Unfortunately, humanizing Homer changed him a lot. He lost the true violence and shaky unreliability of his character, and his alcoholism became kind of cute and acceptable. The public were glad to see their favorite series had been pulled back from the precipice. But to appeal to them, the series went too far.

Mr. Burns became likable; so did that cringe-worthy awfulness of an immoral sycophant, Hitler-referenced creep, Smithers. Apu's cut-throatness got sweeter and somehow warmer. Snake became just simply misunderstood and a nice guy if you'd just give him a chance. Wiggum turned from fascist enahbler to jolly old St. Nick with a pistol. Barney changed from a slovenly alcoholic to a slob.

The series eventually lost its spirit. Everything became safe for the outraged Christians, buyers of the leading brand of bath and kitchen tub and toilet stain removers all, who wrote in weekly complaining of the show's blasphemy and political incorrectness. Matt Groenig made so much money it would have been more cmofortable to vomit up than choke down. The old Matt Groenig took off to Bermuda and barely paid attention to what was coming out anymore. Listen to the DVD commentaries and see how often after the transition to Homer-centrism Groenig even rememberws the episodes he sits in to comment on.

The Simpsons originally came on, like Married with Children, as a splash of cold water in the horrified face of American mealy-mouthed smarmy, bad-faith bullsh*T. It was decried as both genius and unkind and unpleasant, the latter being euphemisms for anything that challenged the lugubrious comfort of the sitcom scene, which never lifted a finger to truly offer viewers any original thoght or sincere feeling or insight whatsoever. This was a series that was actually willing to offend. But it was still t.v. Nobody was marrying goats. It was enough, though, that series like this broke the Cosby-reinforced stranglehold on sweet, toxically vapid family entertainment. The terrifying, frigid smiles of the sell-out culture got a stick up their ass when Groenig came along.

He made his errors, and got caught up in misjudgments, like the celebration of wealth-exploding fairly idiotic Bartdom, that one should probably expect. And then he and his crew caught on and made a brilliant rescue by turning the show away from its first accidental focus on Bart to the focus that would guide it forever after -- the cult of Homer.

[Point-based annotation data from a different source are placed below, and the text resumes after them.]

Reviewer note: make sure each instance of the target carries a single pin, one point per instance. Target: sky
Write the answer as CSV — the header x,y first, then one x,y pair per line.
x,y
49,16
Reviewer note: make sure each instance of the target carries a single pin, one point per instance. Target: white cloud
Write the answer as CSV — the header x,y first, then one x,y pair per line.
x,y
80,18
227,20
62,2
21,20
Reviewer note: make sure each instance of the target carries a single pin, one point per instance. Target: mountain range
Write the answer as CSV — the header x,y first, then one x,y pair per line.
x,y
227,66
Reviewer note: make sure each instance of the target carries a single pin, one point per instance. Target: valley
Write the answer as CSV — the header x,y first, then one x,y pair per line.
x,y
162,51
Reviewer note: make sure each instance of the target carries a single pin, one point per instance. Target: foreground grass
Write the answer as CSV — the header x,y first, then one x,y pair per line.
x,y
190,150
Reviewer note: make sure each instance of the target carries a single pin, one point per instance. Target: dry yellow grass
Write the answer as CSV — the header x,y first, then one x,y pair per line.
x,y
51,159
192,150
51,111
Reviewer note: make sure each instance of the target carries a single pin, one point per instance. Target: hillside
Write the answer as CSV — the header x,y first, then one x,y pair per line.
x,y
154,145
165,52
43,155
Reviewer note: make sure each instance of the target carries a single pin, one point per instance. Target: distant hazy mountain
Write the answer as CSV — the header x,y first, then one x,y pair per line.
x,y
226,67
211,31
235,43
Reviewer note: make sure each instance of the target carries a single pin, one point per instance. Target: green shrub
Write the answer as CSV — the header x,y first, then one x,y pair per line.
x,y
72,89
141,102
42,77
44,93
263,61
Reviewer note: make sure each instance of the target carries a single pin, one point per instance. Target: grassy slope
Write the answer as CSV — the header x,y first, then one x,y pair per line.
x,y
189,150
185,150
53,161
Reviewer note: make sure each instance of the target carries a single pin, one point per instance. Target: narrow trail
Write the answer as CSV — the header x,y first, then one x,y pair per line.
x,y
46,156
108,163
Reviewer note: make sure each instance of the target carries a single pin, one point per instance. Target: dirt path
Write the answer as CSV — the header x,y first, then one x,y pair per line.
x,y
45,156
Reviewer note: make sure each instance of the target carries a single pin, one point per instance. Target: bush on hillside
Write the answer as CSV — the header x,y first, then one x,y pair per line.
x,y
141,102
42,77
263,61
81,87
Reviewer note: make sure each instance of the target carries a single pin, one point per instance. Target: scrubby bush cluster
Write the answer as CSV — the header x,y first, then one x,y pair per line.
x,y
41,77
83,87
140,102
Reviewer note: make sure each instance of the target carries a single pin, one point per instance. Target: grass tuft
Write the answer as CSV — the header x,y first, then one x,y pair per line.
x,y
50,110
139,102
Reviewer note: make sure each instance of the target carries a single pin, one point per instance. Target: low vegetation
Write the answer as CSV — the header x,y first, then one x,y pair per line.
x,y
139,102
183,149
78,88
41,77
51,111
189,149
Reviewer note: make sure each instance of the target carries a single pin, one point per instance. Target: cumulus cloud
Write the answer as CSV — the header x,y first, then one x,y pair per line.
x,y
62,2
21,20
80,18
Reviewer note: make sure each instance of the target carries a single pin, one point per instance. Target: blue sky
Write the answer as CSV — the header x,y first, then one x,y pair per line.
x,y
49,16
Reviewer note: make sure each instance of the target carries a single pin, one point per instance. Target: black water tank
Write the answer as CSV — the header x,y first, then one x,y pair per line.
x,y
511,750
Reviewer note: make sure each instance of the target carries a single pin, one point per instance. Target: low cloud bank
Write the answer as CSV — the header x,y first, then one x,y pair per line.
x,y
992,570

And then, it made Homer ever stupider, and kinder, and everyone else kinder too. The show lost its bite. It was transfused into Futurama, which Groenig took much more of an interest in. But that show, anarchic, disrespectful, packed with content on level after level, had a comparatively short run, and Groenig has been only a ghost since then. Now that the tenets of the Simpson juggernaut have been in place so long, who is he, merely their creator, to intervene?

Well, there is a Simpsons movie. And Futurama is coming on the air again, someday, so they say. For sure. But right now, it looks from the outside like Groenig is merely spinning his wheels and wondering what to do with all that money, as his baby floats farther and farther away, blind and indifferent to the magic that spawned it.